Project Description:

Transmitting and processing information traditionally involves electronic circuits, which use electrons to do the job. The research in this project uses photons instead, which are individual units of light. These photons have some properties that make them ideal for handling information. They can move fast and carry a lot of data. However, there are still some challenges to overcome when using light for these circuits, like directing it where we want it to go, preventing it from interfering with other light, and switching it on and off when needed.

One of the materials used for making electronic circuits is silicon, which is inexpensive and can be mass-produced in large quantities. When it comes to PICs, however, there is a need to use different materials on top of silicon, which is not easy. In this project, we will seek to create new materials that will serve as the building blocks for the PICs of the future. These materials have special properties, including mutual compatibility, and improved control over light-matter interactions. Furthermore, these materials can be directly deposited and integrated on chips, unlike the current hybrid materials prepared by lithography and patterning methods, which can require additional processing steps.

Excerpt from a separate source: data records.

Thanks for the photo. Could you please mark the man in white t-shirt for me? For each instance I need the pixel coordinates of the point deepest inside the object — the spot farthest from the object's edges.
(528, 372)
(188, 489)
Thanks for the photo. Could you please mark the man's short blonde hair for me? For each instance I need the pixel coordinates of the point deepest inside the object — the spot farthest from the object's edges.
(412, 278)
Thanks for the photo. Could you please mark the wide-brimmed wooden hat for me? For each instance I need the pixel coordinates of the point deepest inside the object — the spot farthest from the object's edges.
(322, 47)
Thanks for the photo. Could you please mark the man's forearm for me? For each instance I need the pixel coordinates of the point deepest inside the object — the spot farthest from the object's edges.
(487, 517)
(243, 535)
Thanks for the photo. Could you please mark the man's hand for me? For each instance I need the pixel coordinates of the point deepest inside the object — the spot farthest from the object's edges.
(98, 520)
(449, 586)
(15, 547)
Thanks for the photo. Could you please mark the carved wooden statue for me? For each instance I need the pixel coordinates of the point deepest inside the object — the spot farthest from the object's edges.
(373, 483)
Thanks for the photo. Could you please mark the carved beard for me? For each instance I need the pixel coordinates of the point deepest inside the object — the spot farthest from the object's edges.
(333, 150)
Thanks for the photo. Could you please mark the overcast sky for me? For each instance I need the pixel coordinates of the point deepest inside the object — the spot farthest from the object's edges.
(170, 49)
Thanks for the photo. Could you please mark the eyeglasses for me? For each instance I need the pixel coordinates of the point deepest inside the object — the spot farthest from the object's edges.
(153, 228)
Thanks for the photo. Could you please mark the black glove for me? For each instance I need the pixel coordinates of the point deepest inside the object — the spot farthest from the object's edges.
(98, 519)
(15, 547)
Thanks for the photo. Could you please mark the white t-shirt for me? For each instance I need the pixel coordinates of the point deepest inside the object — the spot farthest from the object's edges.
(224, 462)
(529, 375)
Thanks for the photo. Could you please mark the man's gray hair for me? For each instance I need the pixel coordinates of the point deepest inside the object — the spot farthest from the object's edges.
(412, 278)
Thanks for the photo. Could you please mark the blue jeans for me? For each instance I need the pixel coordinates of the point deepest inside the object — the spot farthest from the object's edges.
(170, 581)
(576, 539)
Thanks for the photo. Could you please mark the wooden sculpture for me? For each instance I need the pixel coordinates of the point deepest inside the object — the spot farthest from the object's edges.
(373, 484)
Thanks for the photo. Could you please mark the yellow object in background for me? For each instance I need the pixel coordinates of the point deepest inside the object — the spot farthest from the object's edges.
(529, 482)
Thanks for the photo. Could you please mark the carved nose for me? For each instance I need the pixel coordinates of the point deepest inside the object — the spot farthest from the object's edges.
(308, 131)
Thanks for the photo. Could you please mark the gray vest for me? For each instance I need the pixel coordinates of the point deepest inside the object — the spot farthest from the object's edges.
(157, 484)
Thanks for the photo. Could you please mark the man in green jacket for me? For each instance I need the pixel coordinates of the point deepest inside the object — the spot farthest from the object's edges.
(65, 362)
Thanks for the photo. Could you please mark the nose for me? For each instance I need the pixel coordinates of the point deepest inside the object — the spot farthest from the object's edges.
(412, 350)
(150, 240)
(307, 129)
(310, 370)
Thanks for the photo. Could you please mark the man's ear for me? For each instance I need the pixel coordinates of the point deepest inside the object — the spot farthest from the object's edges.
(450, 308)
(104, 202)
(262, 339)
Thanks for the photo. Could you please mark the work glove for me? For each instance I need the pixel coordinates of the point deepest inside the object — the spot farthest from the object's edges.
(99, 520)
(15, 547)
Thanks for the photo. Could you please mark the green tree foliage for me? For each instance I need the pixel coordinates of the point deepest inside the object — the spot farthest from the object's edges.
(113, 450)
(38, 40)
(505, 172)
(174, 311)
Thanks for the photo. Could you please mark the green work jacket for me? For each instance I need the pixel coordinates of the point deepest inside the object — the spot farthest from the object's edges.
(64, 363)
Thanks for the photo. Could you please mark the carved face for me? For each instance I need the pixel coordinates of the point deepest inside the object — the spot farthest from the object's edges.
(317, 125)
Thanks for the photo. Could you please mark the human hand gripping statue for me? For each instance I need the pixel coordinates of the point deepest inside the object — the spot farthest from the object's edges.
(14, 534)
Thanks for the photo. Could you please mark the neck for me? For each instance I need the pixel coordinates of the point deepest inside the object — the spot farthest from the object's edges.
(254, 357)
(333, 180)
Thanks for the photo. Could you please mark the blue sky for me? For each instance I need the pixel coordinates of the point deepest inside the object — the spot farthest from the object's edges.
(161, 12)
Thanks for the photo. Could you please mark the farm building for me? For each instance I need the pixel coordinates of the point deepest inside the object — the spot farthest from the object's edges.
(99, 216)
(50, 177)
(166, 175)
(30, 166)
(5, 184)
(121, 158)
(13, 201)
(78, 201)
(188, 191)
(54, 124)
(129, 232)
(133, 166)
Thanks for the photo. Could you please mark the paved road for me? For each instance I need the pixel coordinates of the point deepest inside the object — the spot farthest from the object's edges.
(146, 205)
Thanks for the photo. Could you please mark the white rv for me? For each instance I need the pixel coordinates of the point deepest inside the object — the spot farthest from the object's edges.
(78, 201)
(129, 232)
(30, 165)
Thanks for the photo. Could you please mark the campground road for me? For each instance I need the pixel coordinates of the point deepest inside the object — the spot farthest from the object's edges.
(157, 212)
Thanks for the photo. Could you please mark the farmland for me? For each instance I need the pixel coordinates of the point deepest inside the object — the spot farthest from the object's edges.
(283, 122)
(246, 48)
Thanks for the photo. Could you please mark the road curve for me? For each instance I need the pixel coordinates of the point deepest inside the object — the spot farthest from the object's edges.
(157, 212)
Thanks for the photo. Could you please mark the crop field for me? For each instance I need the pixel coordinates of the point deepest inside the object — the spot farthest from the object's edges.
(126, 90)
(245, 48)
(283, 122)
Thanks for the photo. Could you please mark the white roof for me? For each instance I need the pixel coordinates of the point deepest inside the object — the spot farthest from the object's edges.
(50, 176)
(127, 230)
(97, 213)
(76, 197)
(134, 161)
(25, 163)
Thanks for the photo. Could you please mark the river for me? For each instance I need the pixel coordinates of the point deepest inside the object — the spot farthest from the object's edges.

We'll need help in simulating new photonic materials at the smaller scale (materials level), as well as the circuit level to help guide planned experiments.

Requirements:

Majors: We're particularly interested in ECE, MSE, and ME majors; all College of Engineering majors can apply

Requirements: Experience with programming in Python, C/C++, and/or MATLAB

Desired experience: Enthusiasm for scientific programming. Understanding of electromagnetism (e.g., it's helpful to have previously taken ECE 30411).

Academic Years Eligible: Juniors and seniors with the desired experience will be preferred, but all undergraduates are also eligible to apply.